Characterization of volatile fatty-acid utilization in Escherichia coli aiming for robust valorisation of food residues

Abstract

Valorisation of food residues would greatly benefit from development of robust processes that create added value compared to current feed- and biogas applications. Recent advances in membrane-bioreactor-based open mixed microbial cultures, enable robust conversion of fluctuating streams of food residues to a mixture of volatile fatty acids (VFAs). In this study, such a mixed stream of VFAs was investigated as a substrate for Escherichia coli, a well-studied organism suitable for application in further conversion of the acids into compounds of higher value, and/or that are easier to separate from the aqueous medium. E. coli was cultured in batch on a VFA-rich anaerobic digest of food residues, tolerating up to 40 mM of total VFAs without any reduction in growth rate. In carbon-limited chemostats of E. coli W3110 ΔFadR on a simulated VFA mixture, the straight-chain VFAs (C2-C6) in the mixture were readily consumed simultaneously.
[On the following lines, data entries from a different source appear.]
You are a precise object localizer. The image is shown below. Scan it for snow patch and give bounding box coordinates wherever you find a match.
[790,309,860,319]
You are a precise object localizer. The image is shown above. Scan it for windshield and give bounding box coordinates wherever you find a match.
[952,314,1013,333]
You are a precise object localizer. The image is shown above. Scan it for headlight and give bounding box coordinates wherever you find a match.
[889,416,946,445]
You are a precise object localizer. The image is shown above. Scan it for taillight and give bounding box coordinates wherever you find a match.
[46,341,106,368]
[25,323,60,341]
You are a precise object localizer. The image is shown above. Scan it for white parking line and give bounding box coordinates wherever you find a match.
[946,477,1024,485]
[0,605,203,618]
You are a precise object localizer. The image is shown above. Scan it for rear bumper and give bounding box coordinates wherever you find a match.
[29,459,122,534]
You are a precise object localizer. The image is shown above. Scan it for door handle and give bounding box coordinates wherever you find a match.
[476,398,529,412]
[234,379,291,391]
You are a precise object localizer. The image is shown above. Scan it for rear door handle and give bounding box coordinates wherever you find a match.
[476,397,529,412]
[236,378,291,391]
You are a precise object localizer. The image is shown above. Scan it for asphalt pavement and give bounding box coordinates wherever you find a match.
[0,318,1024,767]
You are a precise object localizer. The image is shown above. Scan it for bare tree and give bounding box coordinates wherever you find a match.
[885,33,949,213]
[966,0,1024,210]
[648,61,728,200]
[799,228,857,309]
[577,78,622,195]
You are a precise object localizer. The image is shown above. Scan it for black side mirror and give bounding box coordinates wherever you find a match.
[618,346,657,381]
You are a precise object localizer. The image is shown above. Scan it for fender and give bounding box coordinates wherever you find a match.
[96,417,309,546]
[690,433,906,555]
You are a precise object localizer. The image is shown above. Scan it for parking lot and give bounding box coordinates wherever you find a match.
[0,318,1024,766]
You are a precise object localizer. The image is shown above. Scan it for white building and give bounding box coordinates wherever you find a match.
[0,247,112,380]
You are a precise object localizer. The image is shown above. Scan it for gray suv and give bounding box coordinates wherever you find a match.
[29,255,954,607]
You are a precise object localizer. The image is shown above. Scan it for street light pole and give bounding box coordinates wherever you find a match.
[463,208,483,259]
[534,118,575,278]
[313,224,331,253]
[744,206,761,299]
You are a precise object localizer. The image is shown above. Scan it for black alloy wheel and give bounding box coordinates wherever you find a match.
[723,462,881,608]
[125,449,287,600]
At a dilution rate of 0.1 h−1, mainly acetic-, propionic- and caproic acid were consumed, while consumption of all the provided acids were observed at 0.05 h−1. Interestingly, also the branched isovaleric acid was consumed through a hitherto unknown mechanism. In total, up to 80% of the carbon from the supplied VFAs was consumed by the cells, and approximately 2.7% was excreted as nucleotide precursors in the medium. These results suggest that VFAs derived from food residues are a promising substrate for E. coli.